As with all of our policy recommendations, our goal is to improve the US health care system by achieving the triple aim: improving the experience of care, improving the health of populations, and reducing per capita costs of health care. To achieve this goal, we still have much work to do. Congressional action is required to make these policy recommendations a reality. I ask you to join me in our advocacy efforts to move this reform agenda forward.
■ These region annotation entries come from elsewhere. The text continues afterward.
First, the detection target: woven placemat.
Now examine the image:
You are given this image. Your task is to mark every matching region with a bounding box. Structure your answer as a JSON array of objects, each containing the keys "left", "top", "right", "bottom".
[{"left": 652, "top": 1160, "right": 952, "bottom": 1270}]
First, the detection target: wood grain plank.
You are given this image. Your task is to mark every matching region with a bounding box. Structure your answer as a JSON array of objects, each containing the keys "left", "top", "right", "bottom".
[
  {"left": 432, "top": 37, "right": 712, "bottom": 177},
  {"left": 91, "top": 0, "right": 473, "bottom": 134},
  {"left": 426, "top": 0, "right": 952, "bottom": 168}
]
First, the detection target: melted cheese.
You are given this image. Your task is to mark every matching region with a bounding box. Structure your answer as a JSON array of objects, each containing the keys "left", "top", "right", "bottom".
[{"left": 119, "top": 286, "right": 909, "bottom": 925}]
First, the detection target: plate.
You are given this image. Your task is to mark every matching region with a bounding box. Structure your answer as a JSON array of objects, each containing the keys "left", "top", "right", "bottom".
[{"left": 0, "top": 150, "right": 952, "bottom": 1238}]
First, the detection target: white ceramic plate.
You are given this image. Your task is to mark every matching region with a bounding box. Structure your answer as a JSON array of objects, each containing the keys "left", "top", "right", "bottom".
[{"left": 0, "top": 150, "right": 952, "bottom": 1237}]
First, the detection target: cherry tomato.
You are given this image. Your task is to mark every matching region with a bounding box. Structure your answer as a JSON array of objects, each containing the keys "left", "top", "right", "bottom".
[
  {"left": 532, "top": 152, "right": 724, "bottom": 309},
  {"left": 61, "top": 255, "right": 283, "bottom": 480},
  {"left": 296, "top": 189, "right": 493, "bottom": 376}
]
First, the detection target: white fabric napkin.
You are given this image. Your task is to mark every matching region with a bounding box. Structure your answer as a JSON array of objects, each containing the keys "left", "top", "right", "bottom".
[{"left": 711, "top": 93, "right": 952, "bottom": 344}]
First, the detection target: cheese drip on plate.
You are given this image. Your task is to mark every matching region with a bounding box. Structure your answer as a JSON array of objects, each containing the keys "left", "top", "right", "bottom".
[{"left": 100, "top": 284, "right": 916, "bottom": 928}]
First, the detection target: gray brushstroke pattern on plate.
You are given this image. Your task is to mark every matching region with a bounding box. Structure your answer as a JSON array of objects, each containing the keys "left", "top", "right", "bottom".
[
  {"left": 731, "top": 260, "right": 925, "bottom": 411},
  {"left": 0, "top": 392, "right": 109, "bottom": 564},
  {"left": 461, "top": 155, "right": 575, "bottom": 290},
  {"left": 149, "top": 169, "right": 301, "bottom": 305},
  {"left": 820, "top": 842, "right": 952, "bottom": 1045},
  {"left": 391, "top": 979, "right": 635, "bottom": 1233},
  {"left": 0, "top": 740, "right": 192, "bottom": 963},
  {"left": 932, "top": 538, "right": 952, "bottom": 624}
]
Correspondence: Address correspondence to Dr Cullison, Methodist Health System Dallas, 1441 N. Beckley Avenue, Dallas, TX 75203. 214-947-2356. Fax: 214-947-2358. samuelcullison@mhd.com.

 

References

 
 
  1. Institute of Medicine. Graduate medical education that meets the nation’s health needs. http://www.iom.edu/Reports/2014/Graduate-Medical-Education-That-Meets-the-Nations-Health-Needs.aspx. Accessed September 24, 2014.
  2. Starfield B, Shi L, Macinko J. Contribution of primary care to health systems and health. The Milbank Quarterly 2005;83(3):457-502.
  3. Council on Graduate Medical Education. COGME 21st Report: Improving value in graduate medical education. http://www.hrsa.gov/advisorycommittees/bhpradvisory/cogme/Reports/twentyfirstreport.pdf. Accessed September 24, 2014.
  4. Petterson SM, Liaw WR, Phillips RL Jr, Rabin DL, Meyers DS, Bazemore AW. Projecting US primary care physician workforce needs 2010–2025. Ann Fam Med 2012;10(6):503-9. Doi: 10.1370/afm.1431.